October 5, 2022

Inflation Came in Faster Than Expected in August Even as Gas Prices Fell

Prices climbed 0.1 percent from July as rapid increases hit a variety of products and services, including food away from home, new cars, dental care and vehicle repair. Given how much gas prices fell in August, the price index had been forecast to decline on a monthly basis.

The upshot is that inflation retains a surprising amount of underlying momentum, which is bad news for Fed officials. Central bankers have been looking for a sustained slowdown in price increases as evidence that their policies are working to cool demand and nudge the economy back toward a healthy environment in which inflation is slow, steady and barely noticeable.

Until that happens, officials have pledged to continue raising interest rates quickly, which can slow borrowing, constrain consumer demand and tamp down hiring and wage growth.

“Inflation is far too high, and it is too soon to say whether inflation is moving meaningfully and persistently downward,” Christopher Waller, a Fed governor, said in a speech last week. “This is a fight we cannot, and will not, walk away from.”

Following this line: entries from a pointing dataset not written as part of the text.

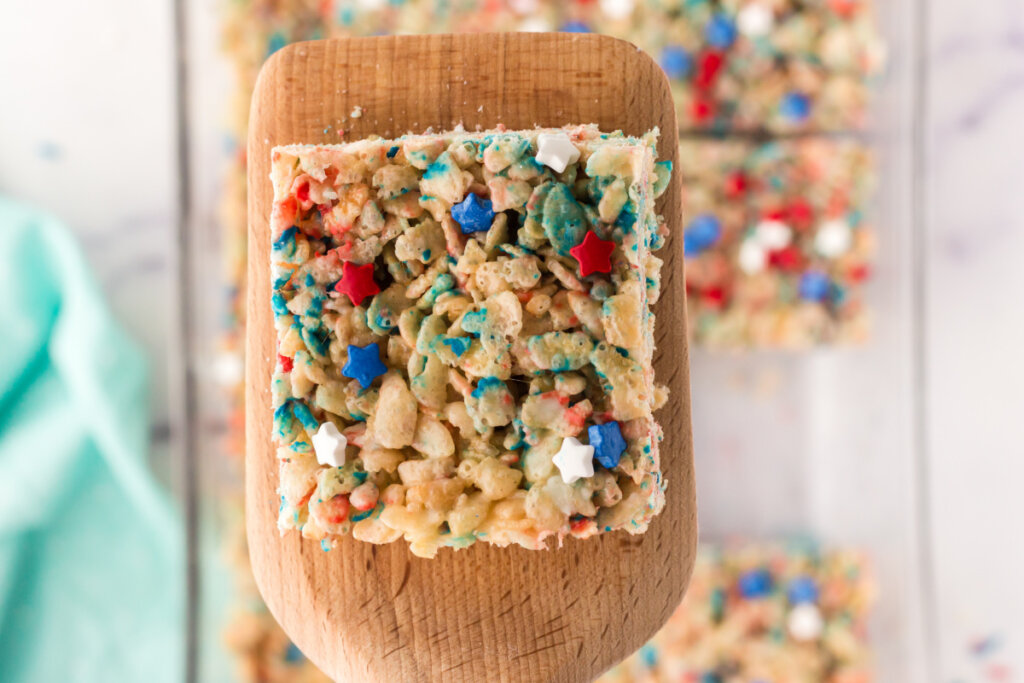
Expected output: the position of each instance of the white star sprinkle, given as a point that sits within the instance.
(753, 257)
(330, 445)
(773, 235)
(805, 623)
(834, 239)
(756, 19)
(556, 151)
(574, 460)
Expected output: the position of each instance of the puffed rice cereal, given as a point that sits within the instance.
(430, 304)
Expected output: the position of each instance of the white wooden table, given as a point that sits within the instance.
(912, 446)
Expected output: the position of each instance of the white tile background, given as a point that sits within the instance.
(912, 446)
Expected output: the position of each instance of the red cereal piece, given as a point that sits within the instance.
(858, 272)
(790, 258)
(594, 254)
(800, 213)
(286, 364)
(715, 297)
(337, 509)
(736, 184)
(356, 282)
(709, 67)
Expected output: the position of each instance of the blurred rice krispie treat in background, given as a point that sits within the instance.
(786, 613)
(777, 241)
(753, 66)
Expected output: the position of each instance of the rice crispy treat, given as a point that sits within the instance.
(458, 315)
(777, 243)
(750, 66)
(786, 613)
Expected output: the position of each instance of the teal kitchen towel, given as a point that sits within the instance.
(91, 584)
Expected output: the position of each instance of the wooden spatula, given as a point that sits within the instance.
(377, 613)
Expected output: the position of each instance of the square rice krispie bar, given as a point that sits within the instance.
(752, 66)
(465, 336)
(793, 612)
(777, 243)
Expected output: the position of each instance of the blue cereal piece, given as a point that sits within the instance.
(473, 214)
(700, 235)
(721, 32)
(305, 416)
(802, 589)
(676, 61)
(364, 364)
(796, 107)
(574, 27)
(607, 441)
(459, 345)
(756, 584)
(814, 286)
(486, 384)
(286, 242)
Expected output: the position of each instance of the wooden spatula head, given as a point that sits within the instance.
(377, 613)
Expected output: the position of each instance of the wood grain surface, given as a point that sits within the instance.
(377, 613)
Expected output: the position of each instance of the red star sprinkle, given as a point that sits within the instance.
(356, 282)
(594, 254)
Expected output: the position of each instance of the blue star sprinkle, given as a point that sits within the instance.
(756, 584)
(701, 233)
(473, 214)
(814, 286)
(796, 107)
(676, 61)
(721, 32)
(802, 589)
(364, 364)
(607, 441)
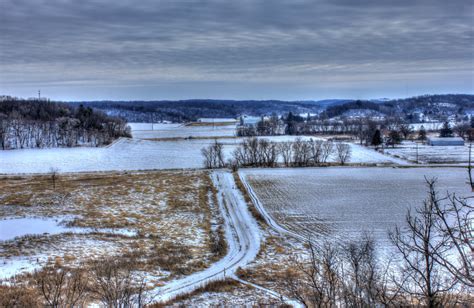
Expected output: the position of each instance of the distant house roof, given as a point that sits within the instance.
(445, 141)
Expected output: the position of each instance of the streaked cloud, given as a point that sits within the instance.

So far, there is little sign that the Fed’s efforts are tanking consumer and business demand. Growth has slowed, but it has not plummeted, and both hiring and wage gains remain rapid. Employers added 315,000 jobs last month, job openings remain high and consumer spending has continued to eke out gains, albeit decelerating ones, this summer.

“Inflation remains hot, financial conditions have seen some improvement and the labor markets are humming along,” Neil Dutta, head of U.S. economics at Renaissance Macro, wrote in a research note after the release. “If the goal is to slow things down and create some pain, the Fed is failing by its own standard.”